Juan Bolivar Bat out of Hell
17 June — 29 July 2011   Exhibition opening: Thursday 16 June, 6–8 pm

Jacob’s Island Gallery is pleased to announce its inaugural show with a solo exhibition by Venezuelan born artist Juan Bolivar. Bolivar was awarded the gallery’s annual artist in residence program, which culminates with a solo show, the artist’s first in London.

Juan Bolivar’s paintings deconstruct representations, objects and vistas into simplistic geometrical configurations, which convey an essence of the subject matter through a faceted abstraction. For this exhibition ‘Bat Out of Hell’ Bolivar expands his practice by extracting images of abstraction within art history and placing them into his interpreted war scenarios culled from contemporary culture. By incorporating familiar abstract paintings into his work Bolivar comments on the strength of symbols and motifs, which are adopted to express power and freedom.

All the works in the show appropriate notions of conflict, art, abstraction and war, and are rendered in a comic strip or computer game aesthetic which alludes to a participatory engagement of war as a desensitised form of entertainment. This is accentuated by a singular sculpture of a joystick, the object and conceptual control unit presumably used to navigate the vehicles and spaces within the paintings that we are presented with.

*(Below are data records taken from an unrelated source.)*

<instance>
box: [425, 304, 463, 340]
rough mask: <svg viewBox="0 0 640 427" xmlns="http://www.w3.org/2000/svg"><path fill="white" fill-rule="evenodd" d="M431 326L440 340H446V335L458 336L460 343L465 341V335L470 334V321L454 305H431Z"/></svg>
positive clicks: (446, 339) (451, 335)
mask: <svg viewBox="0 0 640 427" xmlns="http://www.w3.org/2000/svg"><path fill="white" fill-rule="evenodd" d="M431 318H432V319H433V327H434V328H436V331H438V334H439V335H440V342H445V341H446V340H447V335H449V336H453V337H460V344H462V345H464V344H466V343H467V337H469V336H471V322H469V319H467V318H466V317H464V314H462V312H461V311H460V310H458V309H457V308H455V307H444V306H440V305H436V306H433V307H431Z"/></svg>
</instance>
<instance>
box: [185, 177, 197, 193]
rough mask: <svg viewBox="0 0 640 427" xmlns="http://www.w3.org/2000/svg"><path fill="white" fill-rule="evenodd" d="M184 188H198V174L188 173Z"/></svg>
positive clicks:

The paintings’ titles reference rock music and the age-old tradition of using sound and rhythm to motivate allies and intimidate the enemy. The musical titles examine the relationship between this genre of music and its contentious use during interrogations in Guantanamo Bay, alongside its recent use in ‘home-made’ YouTube war footage depicting American troops going to war in Iraq and Afghanistan to the soundtrack of heavy metal and rock.

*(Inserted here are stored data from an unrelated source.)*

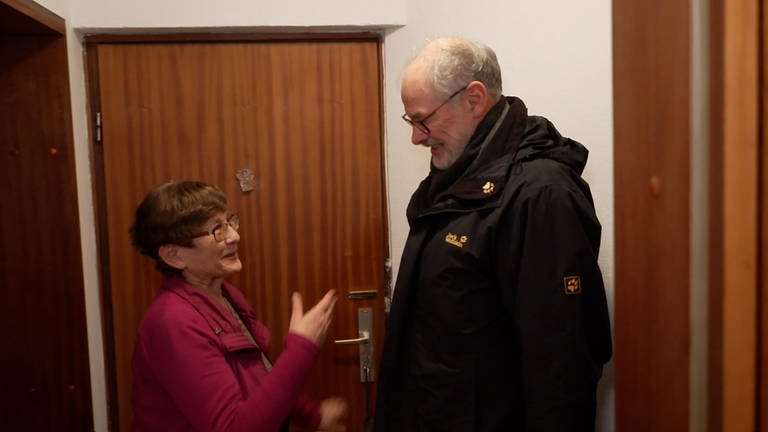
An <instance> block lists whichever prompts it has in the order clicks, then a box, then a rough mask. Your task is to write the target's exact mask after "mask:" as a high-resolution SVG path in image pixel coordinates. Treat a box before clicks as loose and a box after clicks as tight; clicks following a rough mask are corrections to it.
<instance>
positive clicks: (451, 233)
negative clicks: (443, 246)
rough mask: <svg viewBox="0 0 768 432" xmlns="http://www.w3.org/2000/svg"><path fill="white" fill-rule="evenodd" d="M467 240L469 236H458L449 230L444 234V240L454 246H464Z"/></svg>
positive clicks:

Bolivar graduated from Goldsmiths College, University of London in 2003, where he received the Warden’s Purchase Prize. Bolivar has been a driving force over the past decade curating nineteen contemporary art exhibitions which have promoted and established many artists of his generation. He was selected for EASTinternational in 2006 by Matthew Higgs and Marc Camille Chaimowicz. In 2008 he was awarded a solo exhibition at John Hansard Gallery, University of Southampton accompanied by an illustrated catalogue which followed from his debut solo show at Lucy Mackintosh Gallery, Lausanne, Switzerland in the same year. His work is in the collections of the Government Art Collection, Ernst and Young, University of the Arts London and Goldsmith College, University of London.